While every investigation is different, getting it right requires structuring the effort around five critical elements:

First, an organization needs to have a clear understanding of the main objectives of the investigation, whether that is disciplinary measures, legal action or eventually to make a report to regulators.

Once the objectives are understood, the next step is assembling a team with the requisite expertise and experience to undertake the investigation. Consideration should be given to whether legal privilege is necessary to protect the results of the investigation, the geographic expanse of the investigation and any special expertise required, such as computer forensics or linguistic profiling.

Next is securing all forms of evidence and protecting the chain of custody. Security of evidence in an investigation is important whether the investigation becomes a criminal matter or not. Organizations should gather all forms of evidence, whether digital or paper, in a way that lets them secure the evidence and trace back how and from whom they obtained it.

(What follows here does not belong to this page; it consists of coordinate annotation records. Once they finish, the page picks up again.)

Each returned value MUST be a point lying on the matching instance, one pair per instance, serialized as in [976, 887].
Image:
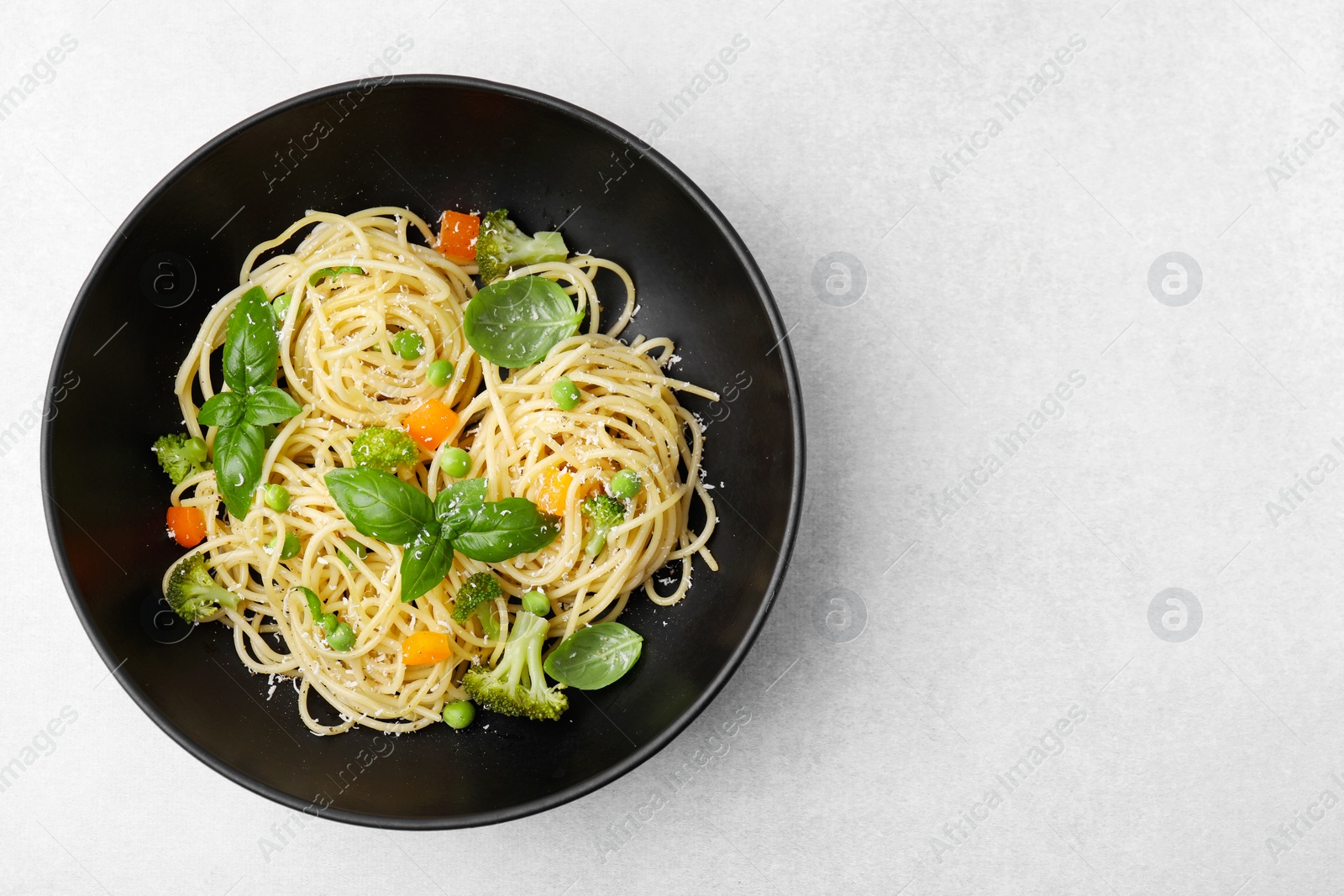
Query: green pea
[340, 637]
[537, 602]
[625, 484]
[356, 548]
[194, 450]
[566, 394]
[276, 497]
[459, 714]
[409, 344]
[440, 372]
[281, 305]
[457, 463]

Undertaking a document review and doing analysis both require well-documented and methodical processes to avoid missing information critical to the investigation. The documentation should include protocols to ensure consistency across all reviewers, in the event a document review tool is utilized, and an understanding of the nature of the information sought from each device or repository.

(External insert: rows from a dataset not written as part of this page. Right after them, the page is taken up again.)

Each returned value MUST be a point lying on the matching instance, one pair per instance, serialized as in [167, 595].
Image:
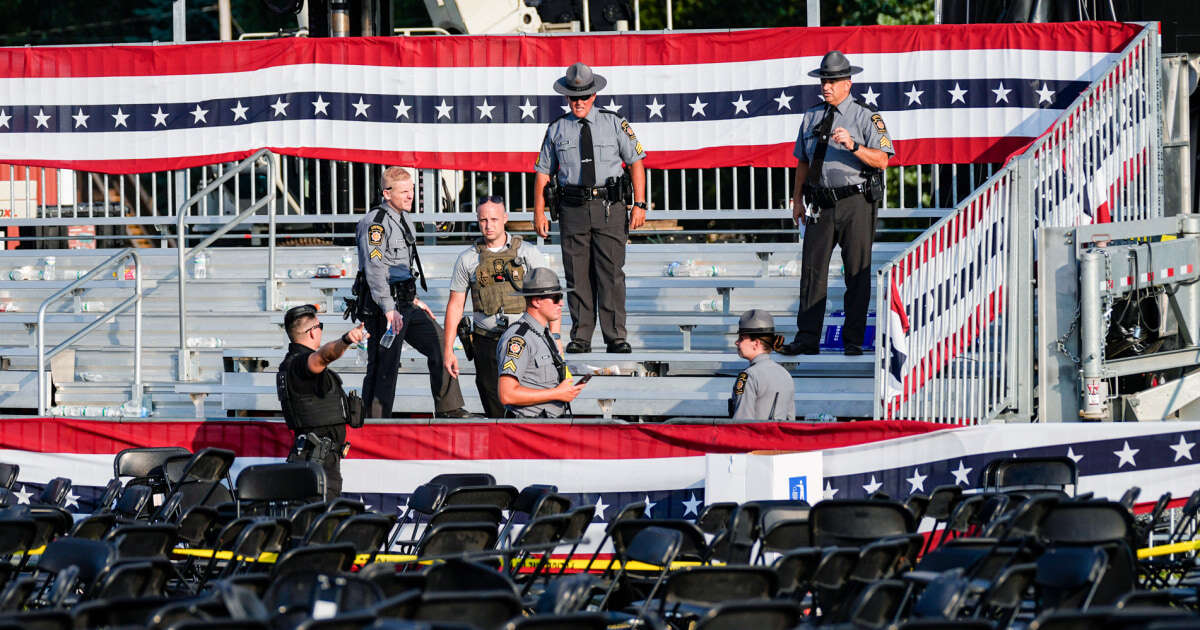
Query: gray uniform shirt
[612, 143]
[528, 358]
[759, 387]
[384, 253]
[841, 168]
[463, 276]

Lastly, most, if not all internal investigations will involve interviews. Before undertaking interviews, it is important to determine how the investigators will represent themselves to the interviewees, whether any special admonitions must be given prior to commencing the interview, the substance desired from each interviewee and the documents that the interviewee would be shown during the interview.

What are some of the frequent mistakes made conducting internal investigations?

One of the more common ones we see is institutional bias. People within every organization have biases, and a common one that can derail investigations is the notion, “Surely this couldn’t happen at my organization.” Disbelief that fraud is a possibility is a problem for internally conducted investigations, which is why engaging a third party makes sense – bringing more objectivity to the process.

Another pitfall is lack of buy-in from senior management. Investigators need access to information, and a stakeholder who is lower in the chain of command can present a roadblock without a senior leader being available to clear the way. For that reason, an investigation should be sponsored by a senior executive, such as the general counsel or a member of the audit committee, who can help ensure that needs of the investigation, such as IT access or document requests, or access to employees are met timely and completely.

Obviously, this stakeholder must be trustworthy and gauging that trust can sometimes be tricky. Let me give you an example: In one accounting fraud case, a multinational holding company had inflated its profits by billions of dollars over an eight-year period. The ensuing investigation determined the rogue party was the company’s chief executive officer, who had handpicked board members he knew wouldn’t challenge him. A reminder that just because the internal stakeholder is senior, doesn’t mean you should let your guard down. At all times, investigators must have a 360-degree view of the organization—risk can be lurking anywhere.

Misaligned agendas are another pitfall. It’s important that everyone involved in an investigation be aligned regarding  the objectives of the investigation. One of the roadblocks we typically see here is  management trying to save money and limit the scope of an investigation.

Tying back to biases, on a similar note, assumptions can be problematic in investigations. Organizations may zero in on one issue or person without considering the larger picture or implications, including what the actual issue is. A deleted email, for example, might lead the organization to suspect the account holder, when that might not necessarily be the case. Bringing in an experienced third party, with investigators who are familiar with a number of different fraud scenarios and have learned through experience to apply skepticism, for example, can prevent incorrect assumptions from fouling up an investigation.

How have insider investigations changed in the past few years?

Technology has changed investigations a lot. Twenty years ago, everything was paper based. In just the past few years, nearly all the evidence in investigations I have led has been in digital format. Most of our investigations over the last two or three years have not involved a physical “paper trail.”

Evidence is now more likely found on laptops, in email, on smartphones, and in apps. Personal messages and location tracking can be highly useful resources for investigators. Look around and it’s easy to see almost everyone has a phone in their hand: what you may not realize is that activity creates trails of evidence. In our investigations today, having access to a suspect’s laptop is good, but having access to a mobile device is typically where the really meaningful evidence can be found.

That said, while technology has helped resolve investigations, technology advances also have enhanced the ability to commit fraud. Remote work, combined with malintent and personal devices, have given bad actors a sense of distance from those who might be watching. Without the right precautions in place, for example, VPNs, blocked USB ports and the disabling of screen captures, those desiring to commit fraud will feel more comfortable to do so remotely, as opposed to while sitting in an office next to co-workers.

At the end of the day, a rogue insider is like a chameleon—they’ll blend in to match any environment. Circumstances will change, and so will the avenues bad actors take to exploit them. Yet, having a strong foundation to any investigation, with the right team of experts, will allow organizations to more holistically identify the root of the problem and remediate it.